Antes de comentar as diferenças desses dois Credos principais, seria bom conhecer o que eles têm em comum. Todos os Credos são conhecidos também como “Símbolos”. Essa palavra vem do grego e significa “unir duas partes”. Geralmente era usada quando se rompia um objeto (por exemplo, um anel ou um bastão) e se davam a duas pessoas para que os pedaços servissem como um reconhecimento. Um mensageiro levava um pedaço e se encaixava com o outro pedaço a quem seria destinada a mensagem significava que o mensageiro era autêntico, era de confiança. O mesmo acontece com o “Símbolo” da nossa fé. Por uma parte está a fé da Igreja e pela outra estou eu que digo: “eu creio”. Quando essas duas partes se encaixam perfeitamente significa que eu creio no que a Igreja crê; significa que somos uma realidade única; significa que eu sou Igreja, junto com todos os outros que também professam a mesma fé. Agora vamos ver a diferença principal entre esses dois “Símbolos” mais conhecidos.

O “Símbolo Apostólico” pertence àqueles tipos de símbolos chamados “Símbolos Batismais”. São os mais antigos na Igreja. Eram fórmulas compostas por cada igreja particular para preparar aqueles que estavam prestes a receber o batismo.

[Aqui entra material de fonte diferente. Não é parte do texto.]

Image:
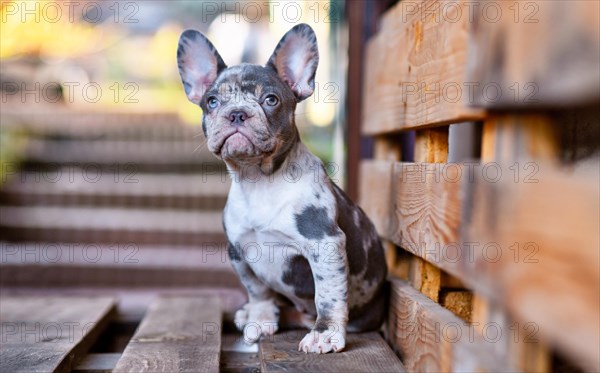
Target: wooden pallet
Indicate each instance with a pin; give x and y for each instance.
(176, 334)
(488, 208)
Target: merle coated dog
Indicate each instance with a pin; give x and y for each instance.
(305, 253)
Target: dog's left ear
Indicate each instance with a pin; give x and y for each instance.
(295, 60)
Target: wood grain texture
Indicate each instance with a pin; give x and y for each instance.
(376, 192)
(431, 145)
(459, 302)
(427, 205)
(49, 334)
(176, 335)
(365, 352)
(415, 71)
(547, 273)
(432, 339)
(560, 70)
(520, 137)
(98, 363)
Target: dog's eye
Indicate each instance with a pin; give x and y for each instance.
(271, 100)
(212, 102)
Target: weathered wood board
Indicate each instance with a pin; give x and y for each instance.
(364, 352)
(559, 40)
(537, 254)
(176, 335)
(415, 71)
(48, 334)
(431, 339)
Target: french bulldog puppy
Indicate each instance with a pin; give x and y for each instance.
(294, 236)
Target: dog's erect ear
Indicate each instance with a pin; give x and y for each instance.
(199, 64)
(296, 58)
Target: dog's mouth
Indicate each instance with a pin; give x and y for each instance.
(237, 144)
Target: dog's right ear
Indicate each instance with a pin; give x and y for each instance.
(199, 64)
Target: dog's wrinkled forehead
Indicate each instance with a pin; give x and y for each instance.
(252, 81)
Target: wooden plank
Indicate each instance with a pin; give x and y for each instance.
(547, 273)
(431, 145)
(70, 186)
(415, 72)
(365, 352)
(520, 137)
(524, 349)
(427, 207)
(238, 356)
(111, 225)
(432, 339)
(398, 260)
(177, 335)
(376, 192)
(560, 70)
(49, 334)
(98, 363)
(459, 302)
(388, 148)
(425, 277)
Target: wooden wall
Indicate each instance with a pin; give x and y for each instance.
(494, 257)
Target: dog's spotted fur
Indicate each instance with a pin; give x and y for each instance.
(294, 236)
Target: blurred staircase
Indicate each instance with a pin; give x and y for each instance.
(113, 203)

Na antiguidade o batismo se recebia como adulto porque a pessoa deveria ser consciente do que estava professando. Havia toda uma preparação séria. Assim, na antiguidade, cada Igreja, ou seja, a Igreja de Roma, de Éfeso, de Antioquia, de Jerusalém etc., cada uma fazia a sua fórmula. Todas essas fórmulas nada mais eram do que uma amplificação da fórmula trinitária (Mt 28,19), que é aquela quando Jesus pede que se batize em nome do Pai, do Filho e do Espírito Santo. O “Símbolo Apostólico” que nós conhecemos é a fórmula da antiga Igreja de Roma. Portanto é uma fórmula muito antiga. Esse tipo de “Símbolo” pressupõe um caminho de catequese e um processo de conversão pessoal. É uma fórmula baseada no diálogo “Tu crês? – Eu creio”. Portanto é a expressão de um escutar, acolher e responder, que faz participar o “tu” da grande família que é a Igreja.

O “Símbolo Niceno-constantinopolitano” tem esse nome difícil porque é o resultado de dois Concílios da Igreja. Um realizado na cidade de Niceia e outro, na cidade de Constantinopla. Portanto uma primeira diferença seria a data, pois este “Símbolo” é muito posterior. Foi realizado no século IV. E é um “Símbolo” diferente do primeiro também no seu objetivo, ou seja, este “Símbolo” foi feito para aclarar melhor as verdades da nossa fé. Por isso ele é mais cumprido. É um “Símbolo” feito por muitos bispos em conjunto e, portanto também muito cuidado nos seus detalhes e muito mais completo. É um instrumento para a unidade da Igreja.

Agora uma curiosidade. O Catecismo da Igreja Católica, quando foi feito quis seguir o esquema do Credo. Mas, qual Credo deveria seguir? Primeiro se pensou no “Símbolo Niceno-constantinopolitano” porque é mais completo, mas depois se decidiu por seguir o esquema do “Símbolo Apostólico” porque é uma fórmula batismal, que prepara para o batismo, para quem está aprendendo a conhecer a própria fé. É uma fórmula que representa esse diálogo na fé, de quem, pessoalmente, diz: “eu creio”. Com essas razões se escolheu este “Símbolo dos Apóstolos” para preparar o nosso Catecismo, do qual se recomenda vivamente a leitura antes que se termine o Ano da Fé.